Part F: Objects, Classes, and Error Handling

Exercises

  1. Write a class MyMatrix that represents a matrix. Passed the number of rows and columns, a MyMatrix matrix is constructed from a two-dimensional array of floats. These matrices should support the following operations:
    • Addition and subtraction (element-by-element),
    • Multiplication (matrix product), and
    • Generalized inverse (returning another matrix object).
    • (Feel free to use the numpy package inside your methods for these operations.)
  2. Write a specialized subclass SqMatrix that represents a square matrix.
    • Implement SqMatrix by inheriting from the MyMatrix class.
    • SqMatrix should verify that it is constructed from a square array.
    • If it is not square, it should raise a ValueError and print an informative error message.

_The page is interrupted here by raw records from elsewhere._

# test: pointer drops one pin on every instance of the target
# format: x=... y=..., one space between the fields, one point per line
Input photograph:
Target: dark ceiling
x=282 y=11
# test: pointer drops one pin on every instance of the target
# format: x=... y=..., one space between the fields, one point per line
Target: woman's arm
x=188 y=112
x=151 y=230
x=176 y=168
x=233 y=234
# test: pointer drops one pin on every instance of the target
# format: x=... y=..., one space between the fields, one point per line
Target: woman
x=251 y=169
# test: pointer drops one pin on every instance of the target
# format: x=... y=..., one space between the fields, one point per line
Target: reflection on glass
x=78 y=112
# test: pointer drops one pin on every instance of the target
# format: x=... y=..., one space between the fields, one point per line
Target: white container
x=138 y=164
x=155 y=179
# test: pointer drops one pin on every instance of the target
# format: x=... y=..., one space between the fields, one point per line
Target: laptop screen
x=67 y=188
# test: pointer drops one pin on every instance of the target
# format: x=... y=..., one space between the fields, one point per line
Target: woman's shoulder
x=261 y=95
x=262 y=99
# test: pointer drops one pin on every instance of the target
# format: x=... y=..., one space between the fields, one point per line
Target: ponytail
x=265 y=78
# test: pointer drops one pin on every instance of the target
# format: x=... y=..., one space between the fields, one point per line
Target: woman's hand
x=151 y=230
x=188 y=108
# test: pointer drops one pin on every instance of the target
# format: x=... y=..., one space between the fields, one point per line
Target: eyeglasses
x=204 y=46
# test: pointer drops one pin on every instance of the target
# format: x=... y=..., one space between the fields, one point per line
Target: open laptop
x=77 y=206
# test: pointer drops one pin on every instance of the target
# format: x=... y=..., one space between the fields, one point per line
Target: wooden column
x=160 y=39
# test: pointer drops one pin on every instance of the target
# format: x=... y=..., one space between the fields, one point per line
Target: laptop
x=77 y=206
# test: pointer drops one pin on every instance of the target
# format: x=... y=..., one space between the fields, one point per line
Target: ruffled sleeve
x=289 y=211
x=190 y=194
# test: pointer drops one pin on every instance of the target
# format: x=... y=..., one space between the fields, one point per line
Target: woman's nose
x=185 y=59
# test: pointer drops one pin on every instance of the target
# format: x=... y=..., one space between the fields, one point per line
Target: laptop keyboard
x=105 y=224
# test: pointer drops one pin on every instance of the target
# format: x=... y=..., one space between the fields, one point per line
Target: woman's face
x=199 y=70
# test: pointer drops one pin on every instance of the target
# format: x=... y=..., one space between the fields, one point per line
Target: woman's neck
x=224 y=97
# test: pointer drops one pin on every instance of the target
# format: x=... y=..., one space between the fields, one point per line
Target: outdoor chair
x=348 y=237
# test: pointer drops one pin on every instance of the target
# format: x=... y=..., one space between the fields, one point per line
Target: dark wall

    • In addition to the inherited matrix operations, the class should provide:
      • Inversion (returning another matrix object) and
      • Eigenvalues (returning an array).
      • (Feel free to use the numpy package inside your methods for these operations.)
  3. Rewrite the one-dimensional map tool that we've been developing in an object-oriented fashion:
    • Define a class OneDimMap representing a one-dimensional map, with attributes consisting of an initial condition, current state, and parameter list.
    • As part of the class, define an iteration method that iterates the current state some number (passed in as an argument) of time steps, returning the final state reached.
  4. Recall the MatrixIO.py module that reads in and writes out a matrix. The function that reads in a matrix does not catch the error when the file to be opened does not exist. Modify that module to catch this error and respond gracefully: The program should not terminate with Python error messages! Instead, it should print an informative error message, giving the file's name, saying that it could not be opened because it does not exist, and then exit.